Although APACHE II was used to correct for illness severity and patients were matched based upon a propensity score (age, gender, APACHE score, admission type, reason for admission), this still does not fully exclude the influence of case-mix differences. Surgical patients admitted in the middle of the night are different from patients admitted during office hours. For example, does waiting for emergency surgery during off hours result in higher acute physiology score and subsequently to higher APACHE II score (so-called lead-time bias)? Other, possibly very important, confounders might be differences in organisational aspects. Unfortunately, the data in this study could not be corrected for these organisational aspects, and we assumed office hours to be 08:00–22:00. Figure shows that there is an increase in the difference between observed and predicted mortality from 16:00 hours onwards. The effect of off hours on mortality would have been stronger if off hours had been defined as, say, 20:00–08:00 hours. As of 2008, all ICUs have collected data on quality parameters, such as nurse-to-patient ratio, physician-to-patient ratio, availability of ICU beds, etc. Such information might explain the differences between ICUs and explain why some ICUs apparently have equal performance during the entire day while others perform worse during off hours.

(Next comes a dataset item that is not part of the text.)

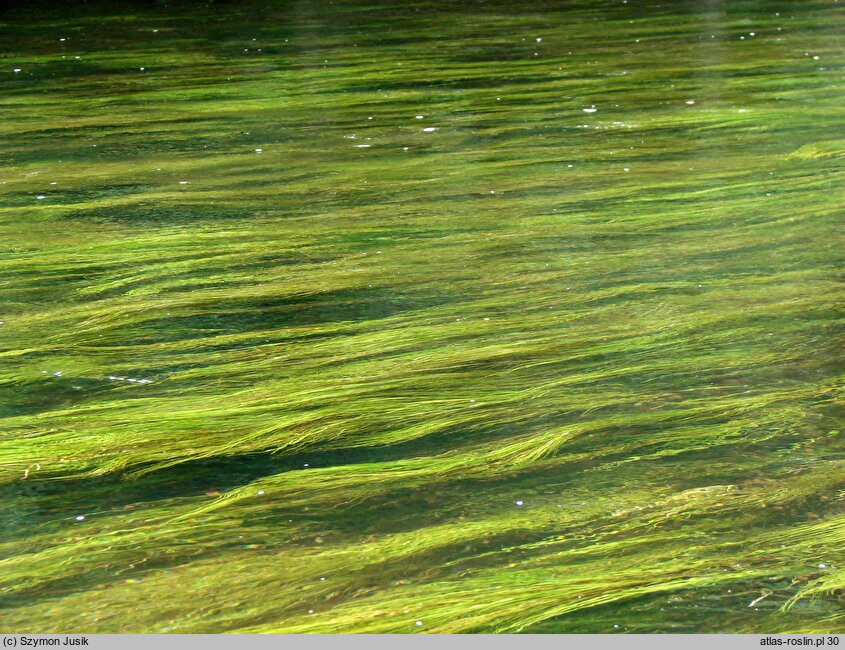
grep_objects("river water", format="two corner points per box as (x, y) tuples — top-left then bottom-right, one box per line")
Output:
(0, 0), (845, 633)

However, a strong feature of this analysis is its size and its power to detect these differences. This is one of the largest analyses of admission timing and survival. Additionally, this analysis is performed in a large sample of the Dutch ICUs (up to 80% of the Dutch ICUs in 2008), and therefore these results can be extrapolated to represent the level of critical care in The Netherlands. Previous studies were often performed in a smaller subset of ICUs and might represent the better-performing ICUs. Such decreased external validity might explain a lack of difference between office hours and off hours in these studies.
We conclude that admission timing is associated with differences in outcome, even when mortality is corrected for illness severity by means of recalibrated APACHE II score. Patients admitted during the night (22:00–08:00 hours) or weekend days have a decreased chance of survival in comparison with patients admitted during office hours. However, the cause of this association needs further analysis that corrects for more potential confounders. This investigation has been started in The Netherlands with the registration of various quality-of-care variables.